Наступила короткая пауза, во время которой мистер Авель, вероятно, проделывал то, что от него требовалось, после чего снова произошел обмен рукопожатиями, послышалось шарканье ног, потом звон бокалов, – и все заговорили разом. Минут через пятнадцать в дверях появился мистер Чакстер (с пером за ухом и с пылающей от винных паров физиономией), который сначала изволил пошутить, назвав Кита «пройдошливым юнцом», а затем сообщил ему, что гости сейчас выйдут.

И они действительно не замедлили выйти. Мистер Уизерден – круглолицый, цветущего вида живчик с весьма галантными манерами – вел старушку, а за ними, под руку, следовали отец с сыном. Мистер Авель, до странности старообразный молодой человек, выглядел почти одних лет с отцом и был удивительно похож на него и лицом и фигурой, хотя вместо отцовского бьющего через край благодушия в нем чувствовалась какая-то робость и сдержанность. Во всем же остальном – в опрятности костюма и даже в хромоте – они были точной копией друг друга.

Усадив старушку в фаэтон, мистер Авель помог ей оправить накидку и положить поудобнее корзиночку, служившую неотъемлемой частью ее туалета, потом сел на заднее сиденье, вероятно, специально для него приспособленное, и улыбнулся всем по очереди, начиная с матушки и кончая пони. Тут поднялась страшная возня: пони никак не хотел закинуть голову и взять в рот мундштук, – но наконец даже с этим было покончено; старичок забрался на свое место и, переложив вожжи в левую руку, сунул правую в карман – за шестипенсовиком для Кита.

Но такой монеты не нашлось ни у него самого, ни у старушки, ни у мистера Авеля, ни у нотариуса, ни у мистера Чакстера.

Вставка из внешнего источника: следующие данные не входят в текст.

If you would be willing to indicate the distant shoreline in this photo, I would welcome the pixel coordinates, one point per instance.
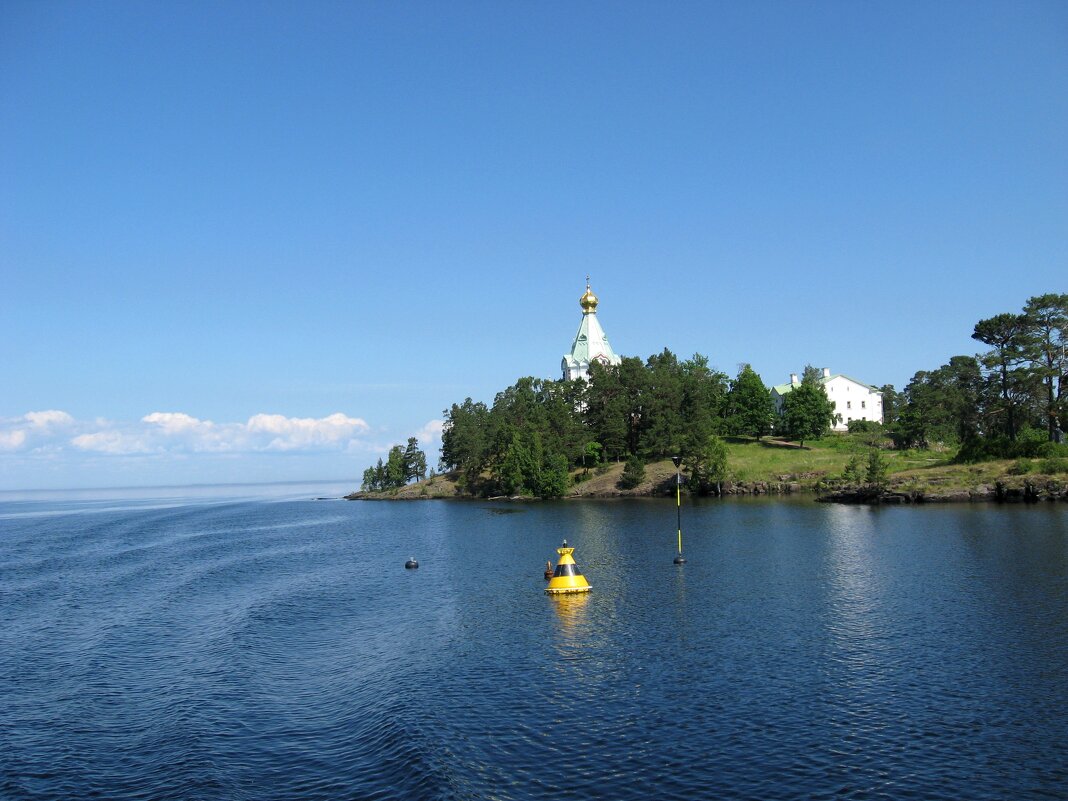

Старичку казалось, что шиллинга будет много, но разменять монету было негде, и он отдал ее Киту.

– Вот, получай. В понедельник я приеду сюда в это же время, и чтобы ты был на месте, дружок. Придется тебе отработать шесть пенсов, – сказал он с улыбкой.

– Благодарю вас, сэр, – ответил Кит. – Я обязательно приду.

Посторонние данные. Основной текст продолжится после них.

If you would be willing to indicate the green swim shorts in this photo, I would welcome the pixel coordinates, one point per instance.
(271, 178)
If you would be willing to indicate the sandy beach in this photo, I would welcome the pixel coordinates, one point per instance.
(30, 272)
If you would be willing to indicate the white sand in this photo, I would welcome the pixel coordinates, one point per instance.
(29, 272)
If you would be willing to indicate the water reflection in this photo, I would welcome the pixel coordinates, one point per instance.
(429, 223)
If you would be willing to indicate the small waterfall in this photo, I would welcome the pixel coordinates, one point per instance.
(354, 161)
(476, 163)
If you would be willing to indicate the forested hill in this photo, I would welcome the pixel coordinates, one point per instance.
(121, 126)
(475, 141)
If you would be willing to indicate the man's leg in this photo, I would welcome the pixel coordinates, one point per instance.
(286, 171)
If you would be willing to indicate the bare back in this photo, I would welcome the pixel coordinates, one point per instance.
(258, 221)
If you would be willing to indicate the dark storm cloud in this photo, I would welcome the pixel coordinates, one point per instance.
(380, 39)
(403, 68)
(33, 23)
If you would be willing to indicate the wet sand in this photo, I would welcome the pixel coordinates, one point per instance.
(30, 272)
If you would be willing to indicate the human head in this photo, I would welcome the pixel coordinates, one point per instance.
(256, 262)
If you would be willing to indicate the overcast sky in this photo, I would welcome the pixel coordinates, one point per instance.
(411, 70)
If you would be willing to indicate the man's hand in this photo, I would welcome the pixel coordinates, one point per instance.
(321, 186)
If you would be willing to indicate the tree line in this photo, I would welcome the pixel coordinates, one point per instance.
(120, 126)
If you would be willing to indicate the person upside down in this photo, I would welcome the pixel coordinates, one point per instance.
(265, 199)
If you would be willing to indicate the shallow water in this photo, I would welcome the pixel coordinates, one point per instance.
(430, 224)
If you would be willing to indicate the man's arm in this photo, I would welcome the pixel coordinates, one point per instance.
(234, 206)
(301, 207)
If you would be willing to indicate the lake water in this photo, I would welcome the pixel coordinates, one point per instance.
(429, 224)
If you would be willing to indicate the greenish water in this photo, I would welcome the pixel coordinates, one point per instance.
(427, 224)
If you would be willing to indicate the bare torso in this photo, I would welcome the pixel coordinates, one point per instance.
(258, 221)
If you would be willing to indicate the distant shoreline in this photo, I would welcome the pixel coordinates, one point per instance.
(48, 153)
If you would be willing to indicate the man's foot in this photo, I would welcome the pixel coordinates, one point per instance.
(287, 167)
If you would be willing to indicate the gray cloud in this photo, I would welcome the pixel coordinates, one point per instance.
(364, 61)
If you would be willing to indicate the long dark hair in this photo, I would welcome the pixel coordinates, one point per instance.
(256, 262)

Он говорил совершенно серьезно, но все весело рассмеялись над ним, а мистер Чакстер – тот просто зашелся от хохота, восхищенный столь остроумной шуткой. Пони бодрой рысью тронул с места, почувствовав, что теперь можно и домой, или же решив про себя никуда больше не возить хозяев (что, собственно, было одно и то же), и Кит, не успев объясниться толком, пошел своей дорогой. Он потратил свои сокровища до последнего пенни, зная, чего не хватает у них в хозяйстве, не забыл купить и корма для драгоценной птицы и помчался домой в таком упоении от своей удачи, что ему уже начинало казаться, будто Нелл с дедом пришли к ним и сейчас ждут его возвращения.